Barriers in the brain: resolving dendritic spine morphology and compartmentalization

Abstract

Dendritic spines are micron-sized protrusions that harbor the majority of excitatory synapses in the central nervous system. The head of the spine is connected to the dendritic shaft by a 50-400 nm thin membrane tube, called the spine neck, which has been hypothesized to confine biochemical and electric signals within the spine compartment. Such compartmentalization could minimize interspinal crosstalk and thereby support spine-specific synapse plasticity. However, to what extent compartmentalization is governed by spine morphology, and in particular the diameter of the spine neck, has remained unresolved. Here, we review recent advances in tool development - both experimental and theoretical - that facilitate studying the role of the spine neck in compartmentalization. Special emphasis is given to recent advances in microscopy methods and quantitative modeling applications as we discuss compartmentalization of biochemical signals, membrane receptors and electrical signals in spines. Multidisciplinary approaches should help to answer how dendritic spine architecture affects the cellular and molecular processes required for synapse maintenance and modulation.
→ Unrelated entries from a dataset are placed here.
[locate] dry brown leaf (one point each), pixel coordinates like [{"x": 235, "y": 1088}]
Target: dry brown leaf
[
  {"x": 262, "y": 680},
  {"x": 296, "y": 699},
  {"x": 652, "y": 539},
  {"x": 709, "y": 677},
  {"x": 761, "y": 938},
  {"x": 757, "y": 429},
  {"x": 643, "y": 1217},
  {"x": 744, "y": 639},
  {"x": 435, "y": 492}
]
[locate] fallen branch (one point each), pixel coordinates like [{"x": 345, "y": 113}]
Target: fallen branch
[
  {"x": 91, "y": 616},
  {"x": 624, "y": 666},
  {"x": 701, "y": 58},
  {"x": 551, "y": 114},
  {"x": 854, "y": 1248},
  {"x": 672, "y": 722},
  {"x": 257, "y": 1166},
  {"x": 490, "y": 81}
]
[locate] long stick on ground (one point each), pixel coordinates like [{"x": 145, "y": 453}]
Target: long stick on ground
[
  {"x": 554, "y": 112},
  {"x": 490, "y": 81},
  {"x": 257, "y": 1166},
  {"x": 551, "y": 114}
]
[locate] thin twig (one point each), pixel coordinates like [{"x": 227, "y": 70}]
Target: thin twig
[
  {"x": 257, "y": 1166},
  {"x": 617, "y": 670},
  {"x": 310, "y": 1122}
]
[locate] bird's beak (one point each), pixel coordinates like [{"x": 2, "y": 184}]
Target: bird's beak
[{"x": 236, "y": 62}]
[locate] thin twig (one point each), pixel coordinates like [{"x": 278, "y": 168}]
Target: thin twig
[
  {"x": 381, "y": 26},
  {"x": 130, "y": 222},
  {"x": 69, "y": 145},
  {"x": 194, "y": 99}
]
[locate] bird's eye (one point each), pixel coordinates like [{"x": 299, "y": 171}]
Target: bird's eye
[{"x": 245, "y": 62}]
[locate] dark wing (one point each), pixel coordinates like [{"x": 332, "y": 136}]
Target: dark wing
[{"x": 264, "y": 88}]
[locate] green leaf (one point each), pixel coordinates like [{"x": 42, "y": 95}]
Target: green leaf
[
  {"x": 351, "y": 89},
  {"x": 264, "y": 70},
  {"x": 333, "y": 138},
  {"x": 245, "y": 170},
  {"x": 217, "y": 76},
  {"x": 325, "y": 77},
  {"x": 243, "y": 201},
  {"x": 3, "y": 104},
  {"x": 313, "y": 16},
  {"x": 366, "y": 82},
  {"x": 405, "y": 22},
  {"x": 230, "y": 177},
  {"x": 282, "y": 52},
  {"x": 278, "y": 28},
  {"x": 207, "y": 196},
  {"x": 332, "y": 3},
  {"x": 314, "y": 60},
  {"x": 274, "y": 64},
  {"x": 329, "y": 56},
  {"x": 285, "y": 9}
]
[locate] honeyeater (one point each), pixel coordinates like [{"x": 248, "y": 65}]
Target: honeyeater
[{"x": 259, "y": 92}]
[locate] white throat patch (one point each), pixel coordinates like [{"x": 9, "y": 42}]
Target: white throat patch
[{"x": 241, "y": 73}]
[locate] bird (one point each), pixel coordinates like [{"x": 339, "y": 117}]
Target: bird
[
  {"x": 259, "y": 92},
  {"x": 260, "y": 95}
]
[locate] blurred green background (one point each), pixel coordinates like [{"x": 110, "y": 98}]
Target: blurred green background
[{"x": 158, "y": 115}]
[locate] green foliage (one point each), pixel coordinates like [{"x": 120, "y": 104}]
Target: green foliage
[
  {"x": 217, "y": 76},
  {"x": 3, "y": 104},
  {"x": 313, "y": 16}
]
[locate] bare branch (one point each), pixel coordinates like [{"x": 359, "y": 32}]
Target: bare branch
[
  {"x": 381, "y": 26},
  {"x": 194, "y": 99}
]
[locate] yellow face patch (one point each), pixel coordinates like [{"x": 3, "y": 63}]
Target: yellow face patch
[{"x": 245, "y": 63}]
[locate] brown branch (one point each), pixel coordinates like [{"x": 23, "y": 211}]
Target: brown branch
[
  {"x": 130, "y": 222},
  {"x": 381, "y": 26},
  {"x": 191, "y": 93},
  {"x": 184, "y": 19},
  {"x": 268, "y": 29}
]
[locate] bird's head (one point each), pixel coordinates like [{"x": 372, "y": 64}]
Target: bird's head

Keywords: compartment; dendritic spine; diffusion; modeling; super-resolution microscopy.

Figure 1

Diffusion models for signaling molecules in spines. The spread of active signaling molecules (green) with long activity life-times depends on their diffusion rate. Limiting the activity life time of signaling molecules is an orthogonal approach to confine signaling activity to individual spines.

Figure 2

Correlation of spine morphology and diffusional coupling. (A) Left: Two dendritic spines filled with soluble fluorophores were imaged with STED microscopy and neck diameters measured with line scans. Scale bar 500 nm. Right: The rate of diffusional coupling (τ) of these spines was measured by the recovery of photobleaced fluorophores (FRAP). (B) τ plotted as function of neck width. Gray line indicates inverse-square fit with 95% confidence interval in pink. Reprinted by permission from Macmillan Publishers Ltd: Nature Neuroscience (Tønnesen et al., 2014), copyright 2014.

Figure 3

The dendritic spine as a regulatory system. (A) Schematic view of a dendritic spine containing recycling endosomes, glutamate receptors and actin cytoskeleton. (B) Decreasing the radius of the neck increases the retention of receptors at the synapse, indicated by the time-evolution of the density at the synapse (dashed area) for a planar, stubby and mushroom shaped spine (Kusters et al., 2013). (C) Phase diagram indicating that decreasing the neck radius increases the force necessary to transport recycling endosomes through the actin rich constriction. (D) Typical sequence of shapes during the translocation of an endosome through the neck, obtained with three-dimensional Lattice-Boltzmann simulations (Kusters et al., 2014b).